In part 1 of this article, we explored the 3 first steps. We describe the remaining steps in this second instalment.
4 Automate deployments and updates
Deployments should be repeatable and fully automated. No-one should have access to production servers. Avoid having root access.
Use a configuration management tool for your infrastructure. Make sure OS configuration and firewall rules are managed centrally and have an audit trail.

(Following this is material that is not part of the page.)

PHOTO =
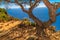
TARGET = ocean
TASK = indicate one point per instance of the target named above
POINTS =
(41, 13)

Consider implementing services redundancy so security updates can be applied with no downtime.
Make sure your backups can be restored. Prefer cluster-wide, automated, consistent backups (including MySQL, writable mounts, Solr…).
5 Implement observability
Monitor CPU, Memory, Disk usage, and global latency (as seen by the user). Configure alerting at levels less than critical.
Integrate alerting with chatops (through Zapier, Hipchat, Slack) implement time-based rules for escalation (like PagerDuty).
Centralize logging, and make sure log access is protected.
Instrument production for app performance monitoring, use tools like Blackfire.io or NewRelic.
Keep a global audit log for changes to the application, the infrastructure, and user access rules.
Monitor cloud resources cost by implementing an optimisation strategy for instance reservations.
6 Implement high availability and scaling
Implement high availability and load balancing by deploying every service (including MySQL with Galera) to a cluster. Prefer active-active replication when you can.
Implement automated failover. When a cluster member fails or misbehaves, have an automated procedure to kill it and create a new one.
Consider triple redundancy as the minimum per server to allow for zero-downtime scaling and security updates (so you can take one element offline and update it while still having redundancy).
Deploy to a cloud provider that offers instant creation of new machines, automate the creation of machines and their cluster configuration. Consider scaling first vertically (making each cluster member bigger) and only secondly horizontally (adding more members to each service cluster).
Serve all of your traffic through a CDN, consider using a multi-tiered approach (cheap CDN for static assets, full-featured CDN with global instant purging and tag based purging for the Drupal content).